My data is 88200(rows)*29403(columns)(14Gb approximately). The data has been created in matlab using dlmwrite. I have tried to use the following methods to read the file in python. In all attempts i have run out of memory:
my system: ubuntu 16.04, RAM 32Gb, Swap 20Gb Python 2.7.12, pandas :0.19, GCC 5.4.0
1> using csv:
import csv
import numpy
filename = 'data.txt'
raw_data = open(filename, 'rb')
reader = csv.reader(raw_data, delimiter=',', quoting=csv.QUOTE_NONE)
x = list(reader)
data = numpy.array(x).astype('float')
2a> using numpy loadtxt:
import numpy
filename = 'data.txt'
raw_data = open(filename, 'rb')
data = numpy.loadtxt(raw_data, delimiter=",")
2b> using numpy genfromtxt:
import numpy
x=np.genfromtxt('vectorized_image_dataset.txt',skip_header=0,skip_footer=0,delimiter=',',dtype='float32')
3> using pandas.read_csv:
from pandas import *
import numpy as np
tp = read_csv(filepath_or_buffer='data.txt', header=None, iterator=True, chunksize=1000)
df = concat(tp, ignore_index=True)
In all the above methods it ran out of memory.

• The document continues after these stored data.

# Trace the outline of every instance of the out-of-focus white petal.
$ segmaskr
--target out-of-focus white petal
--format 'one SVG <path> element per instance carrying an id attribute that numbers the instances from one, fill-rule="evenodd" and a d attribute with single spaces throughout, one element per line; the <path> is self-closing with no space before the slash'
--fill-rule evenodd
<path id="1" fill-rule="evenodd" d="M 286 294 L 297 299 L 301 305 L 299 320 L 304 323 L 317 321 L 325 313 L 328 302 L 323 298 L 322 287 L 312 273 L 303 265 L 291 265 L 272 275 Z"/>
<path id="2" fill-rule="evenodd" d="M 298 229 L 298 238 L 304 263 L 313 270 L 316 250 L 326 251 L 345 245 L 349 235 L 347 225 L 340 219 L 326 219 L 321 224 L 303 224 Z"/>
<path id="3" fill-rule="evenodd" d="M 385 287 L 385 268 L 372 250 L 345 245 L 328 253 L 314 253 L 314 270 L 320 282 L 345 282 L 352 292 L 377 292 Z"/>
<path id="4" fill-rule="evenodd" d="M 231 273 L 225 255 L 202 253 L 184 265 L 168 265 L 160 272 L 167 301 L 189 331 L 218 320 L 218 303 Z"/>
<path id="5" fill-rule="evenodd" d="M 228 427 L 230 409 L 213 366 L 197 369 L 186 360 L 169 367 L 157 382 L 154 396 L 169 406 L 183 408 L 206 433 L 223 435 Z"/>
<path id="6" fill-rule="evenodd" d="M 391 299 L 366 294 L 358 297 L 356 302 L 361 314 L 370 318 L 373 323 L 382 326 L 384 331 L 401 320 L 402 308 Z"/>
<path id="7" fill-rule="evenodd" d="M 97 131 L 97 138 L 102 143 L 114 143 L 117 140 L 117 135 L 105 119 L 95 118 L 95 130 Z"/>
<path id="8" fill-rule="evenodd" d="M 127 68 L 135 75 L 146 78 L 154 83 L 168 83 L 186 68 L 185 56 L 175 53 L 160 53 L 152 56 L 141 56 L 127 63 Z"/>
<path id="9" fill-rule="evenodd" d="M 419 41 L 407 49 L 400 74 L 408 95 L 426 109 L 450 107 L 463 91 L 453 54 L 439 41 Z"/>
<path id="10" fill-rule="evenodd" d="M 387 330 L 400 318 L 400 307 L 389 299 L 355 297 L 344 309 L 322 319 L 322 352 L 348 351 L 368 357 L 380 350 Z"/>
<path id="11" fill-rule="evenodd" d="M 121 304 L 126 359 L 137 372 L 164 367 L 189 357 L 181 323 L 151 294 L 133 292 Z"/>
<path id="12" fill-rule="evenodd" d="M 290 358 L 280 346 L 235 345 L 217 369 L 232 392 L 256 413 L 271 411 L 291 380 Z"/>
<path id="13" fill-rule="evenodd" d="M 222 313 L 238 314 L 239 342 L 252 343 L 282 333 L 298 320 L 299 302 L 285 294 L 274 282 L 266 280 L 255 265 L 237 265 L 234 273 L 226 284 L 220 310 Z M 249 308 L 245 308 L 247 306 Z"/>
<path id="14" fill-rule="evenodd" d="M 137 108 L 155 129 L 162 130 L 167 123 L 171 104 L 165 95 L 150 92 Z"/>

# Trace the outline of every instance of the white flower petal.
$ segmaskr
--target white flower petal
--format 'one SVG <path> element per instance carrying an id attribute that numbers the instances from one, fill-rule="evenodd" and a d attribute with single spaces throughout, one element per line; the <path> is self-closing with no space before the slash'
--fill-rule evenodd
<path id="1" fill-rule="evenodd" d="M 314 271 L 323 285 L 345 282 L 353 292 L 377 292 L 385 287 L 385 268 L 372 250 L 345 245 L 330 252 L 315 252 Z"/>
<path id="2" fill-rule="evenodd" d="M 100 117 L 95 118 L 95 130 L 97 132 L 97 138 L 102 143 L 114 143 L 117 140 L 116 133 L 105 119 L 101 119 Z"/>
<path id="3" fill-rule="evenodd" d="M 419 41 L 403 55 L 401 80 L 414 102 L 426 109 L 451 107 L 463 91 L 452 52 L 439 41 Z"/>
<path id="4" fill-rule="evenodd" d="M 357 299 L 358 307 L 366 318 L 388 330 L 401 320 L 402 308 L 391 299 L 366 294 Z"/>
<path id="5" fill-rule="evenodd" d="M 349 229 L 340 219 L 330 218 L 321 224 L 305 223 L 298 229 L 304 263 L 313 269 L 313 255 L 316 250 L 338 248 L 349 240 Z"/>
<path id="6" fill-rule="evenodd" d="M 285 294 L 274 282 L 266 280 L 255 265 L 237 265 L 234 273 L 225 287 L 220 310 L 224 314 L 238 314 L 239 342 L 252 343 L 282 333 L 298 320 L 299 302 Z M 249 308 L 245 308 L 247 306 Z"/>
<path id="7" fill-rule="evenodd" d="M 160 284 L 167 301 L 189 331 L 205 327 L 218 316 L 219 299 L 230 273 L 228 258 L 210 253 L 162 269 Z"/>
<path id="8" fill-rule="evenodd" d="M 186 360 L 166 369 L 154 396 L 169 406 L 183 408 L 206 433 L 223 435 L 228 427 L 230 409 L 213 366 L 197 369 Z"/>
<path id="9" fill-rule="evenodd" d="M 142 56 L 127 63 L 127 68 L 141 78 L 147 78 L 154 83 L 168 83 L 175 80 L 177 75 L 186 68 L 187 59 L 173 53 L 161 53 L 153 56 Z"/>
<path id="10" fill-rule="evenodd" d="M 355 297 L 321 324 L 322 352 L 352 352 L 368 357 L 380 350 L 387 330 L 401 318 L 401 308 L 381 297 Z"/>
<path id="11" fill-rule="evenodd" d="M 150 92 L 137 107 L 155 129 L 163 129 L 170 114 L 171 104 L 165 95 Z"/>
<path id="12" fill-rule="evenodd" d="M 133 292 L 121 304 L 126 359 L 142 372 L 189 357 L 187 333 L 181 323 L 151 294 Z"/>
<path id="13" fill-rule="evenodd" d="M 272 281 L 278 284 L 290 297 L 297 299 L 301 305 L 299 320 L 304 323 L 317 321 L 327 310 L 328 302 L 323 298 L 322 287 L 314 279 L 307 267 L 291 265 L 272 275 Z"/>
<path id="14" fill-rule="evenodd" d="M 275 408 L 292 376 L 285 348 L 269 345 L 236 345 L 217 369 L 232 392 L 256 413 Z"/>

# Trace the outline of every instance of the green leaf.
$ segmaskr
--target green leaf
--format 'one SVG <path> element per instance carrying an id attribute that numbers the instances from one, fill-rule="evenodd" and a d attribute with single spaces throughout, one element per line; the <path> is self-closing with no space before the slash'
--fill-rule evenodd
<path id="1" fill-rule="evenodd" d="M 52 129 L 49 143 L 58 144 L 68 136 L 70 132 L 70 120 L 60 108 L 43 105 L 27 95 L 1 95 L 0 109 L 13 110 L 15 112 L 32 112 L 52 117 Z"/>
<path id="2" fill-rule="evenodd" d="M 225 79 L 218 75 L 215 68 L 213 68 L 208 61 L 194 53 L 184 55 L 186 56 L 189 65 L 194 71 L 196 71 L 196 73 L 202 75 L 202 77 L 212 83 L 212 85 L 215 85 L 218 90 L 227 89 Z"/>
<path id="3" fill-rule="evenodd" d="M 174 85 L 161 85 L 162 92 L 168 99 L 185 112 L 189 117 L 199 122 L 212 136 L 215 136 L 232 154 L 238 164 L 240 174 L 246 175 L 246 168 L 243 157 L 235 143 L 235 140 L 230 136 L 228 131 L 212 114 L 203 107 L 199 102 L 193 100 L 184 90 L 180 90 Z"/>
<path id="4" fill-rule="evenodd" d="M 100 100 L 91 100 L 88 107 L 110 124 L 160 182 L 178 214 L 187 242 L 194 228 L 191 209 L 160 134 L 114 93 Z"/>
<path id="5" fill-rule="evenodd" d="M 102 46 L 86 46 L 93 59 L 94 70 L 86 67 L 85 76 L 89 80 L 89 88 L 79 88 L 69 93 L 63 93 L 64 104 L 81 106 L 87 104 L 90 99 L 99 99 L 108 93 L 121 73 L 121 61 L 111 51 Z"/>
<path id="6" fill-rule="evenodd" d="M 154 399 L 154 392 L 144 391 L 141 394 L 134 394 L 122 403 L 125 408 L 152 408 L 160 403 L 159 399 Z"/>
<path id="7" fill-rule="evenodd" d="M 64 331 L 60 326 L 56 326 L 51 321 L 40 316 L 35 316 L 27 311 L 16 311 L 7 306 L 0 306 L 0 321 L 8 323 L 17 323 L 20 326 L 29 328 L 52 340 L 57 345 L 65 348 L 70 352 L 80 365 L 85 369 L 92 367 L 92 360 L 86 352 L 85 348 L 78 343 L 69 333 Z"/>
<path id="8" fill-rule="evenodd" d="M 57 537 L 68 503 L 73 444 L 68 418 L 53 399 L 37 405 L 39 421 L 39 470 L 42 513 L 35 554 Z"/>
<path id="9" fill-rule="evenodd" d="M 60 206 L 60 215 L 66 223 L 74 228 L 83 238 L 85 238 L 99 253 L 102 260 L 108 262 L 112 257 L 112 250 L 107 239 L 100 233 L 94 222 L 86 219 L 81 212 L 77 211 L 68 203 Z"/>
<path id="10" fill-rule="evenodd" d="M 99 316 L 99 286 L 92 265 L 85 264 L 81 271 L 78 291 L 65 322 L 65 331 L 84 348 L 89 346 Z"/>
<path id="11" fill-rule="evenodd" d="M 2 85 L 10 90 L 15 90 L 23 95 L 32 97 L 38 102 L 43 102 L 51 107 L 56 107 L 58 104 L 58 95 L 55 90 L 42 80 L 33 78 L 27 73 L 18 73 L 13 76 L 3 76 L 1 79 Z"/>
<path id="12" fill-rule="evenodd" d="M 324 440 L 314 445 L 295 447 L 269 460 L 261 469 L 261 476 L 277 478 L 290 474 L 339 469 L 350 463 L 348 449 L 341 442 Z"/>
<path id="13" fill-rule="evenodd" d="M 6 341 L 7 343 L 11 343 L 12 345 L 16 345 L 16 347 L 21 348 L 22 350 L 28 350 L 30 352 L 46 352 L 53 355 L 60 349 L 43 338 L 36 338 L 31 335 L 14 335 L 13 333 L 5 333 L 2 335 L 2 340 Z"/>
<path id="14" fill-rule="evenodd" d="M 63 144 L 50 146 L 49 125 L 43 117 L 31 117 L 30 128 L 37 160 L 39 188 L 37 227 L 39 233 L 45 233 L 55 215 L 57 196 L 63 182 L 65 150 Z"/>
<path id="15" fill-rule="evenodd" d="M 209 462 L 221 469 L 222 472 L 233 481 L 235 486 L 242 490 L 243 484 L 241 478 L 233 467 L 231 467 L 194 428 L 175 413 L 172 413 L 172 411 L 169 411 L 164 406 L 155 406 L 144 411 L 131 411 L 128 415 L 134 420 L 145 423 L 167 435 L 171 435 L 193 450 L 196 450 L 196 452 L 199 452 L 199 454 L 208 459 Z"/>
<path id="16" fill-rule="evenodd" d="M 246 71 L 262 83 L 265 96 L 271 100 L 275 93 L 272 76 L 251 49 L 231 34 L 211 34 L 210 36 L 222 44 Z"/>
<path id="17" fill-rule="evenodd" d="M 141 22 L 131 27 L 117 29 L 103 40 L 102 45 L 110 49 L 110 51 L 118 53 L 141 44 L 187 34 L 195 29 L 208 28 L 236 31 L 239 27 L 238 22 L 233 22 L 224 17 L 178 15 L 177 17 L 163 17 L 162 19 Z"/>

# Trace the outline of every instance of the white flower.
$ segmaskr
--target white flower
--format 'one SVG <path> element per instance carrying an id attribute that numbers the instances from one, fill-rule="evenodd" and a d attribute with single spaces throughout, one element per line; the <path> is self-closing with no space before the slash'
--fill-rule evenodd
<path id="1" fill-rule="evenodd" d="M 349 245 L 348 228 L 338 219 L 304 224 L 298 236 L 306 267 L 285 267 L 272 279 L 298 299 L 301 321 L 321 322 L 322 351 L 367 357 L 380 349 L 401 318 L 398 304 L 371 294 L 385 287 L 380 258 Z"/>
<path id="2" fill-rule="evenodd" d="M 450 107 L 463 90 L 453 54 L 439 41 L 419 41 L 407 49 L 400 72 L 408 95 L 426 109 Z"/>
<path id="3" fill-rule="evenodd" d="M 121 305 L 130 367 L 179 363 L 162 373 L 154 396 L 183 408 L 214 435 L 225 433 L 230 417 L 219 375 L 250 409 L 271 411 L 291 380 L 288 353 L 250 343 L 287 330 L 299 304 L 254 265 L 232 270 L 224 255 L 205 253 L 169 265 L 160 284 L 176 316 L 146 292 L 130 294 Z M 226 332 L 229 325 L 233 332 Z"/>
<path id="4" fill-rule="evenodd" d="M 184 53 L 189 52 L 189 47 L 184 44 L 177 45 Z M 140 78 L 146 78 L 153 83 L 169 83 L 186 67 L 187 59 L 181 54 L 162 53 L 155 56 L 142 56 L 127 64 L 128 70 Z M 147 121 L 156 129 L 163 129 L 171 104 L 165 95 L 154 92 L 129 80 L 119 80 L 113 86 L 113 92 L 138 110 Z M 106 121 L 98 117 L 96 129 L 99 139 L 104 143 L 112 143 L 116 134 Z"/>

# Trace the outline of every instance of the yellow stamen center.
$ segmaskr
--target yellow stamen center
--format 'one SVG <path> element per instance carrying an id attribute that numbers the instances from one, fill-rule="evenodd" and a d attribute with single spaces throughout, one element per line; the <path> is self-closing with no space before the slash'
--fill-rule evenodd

The data file has been created using dlmwrite (matlab). a list of images(list.txt) are read one by one, converted to float, vectorized and stored using dlmwrite. The code is as below:
fileID = fopen('list.txt');
N=88200;
C = textscan(fileID,'%s');
fclose(fileID);
for i=1:N
A=imread(C{1}{i});
% convert the file to vector
B=A(:);
% convert the above vector to a row
D=B';
% divide by 256
%E=double(D)/double(256);
E=single(D)/single(256);
dlmwrite('vectorized_image_dataset.txt',E,'-append');
clear A;clear B;clear D;clear E;
end
with open("data.txt", "r") as f:"and then process each line at a time using a for loop:for line in f:.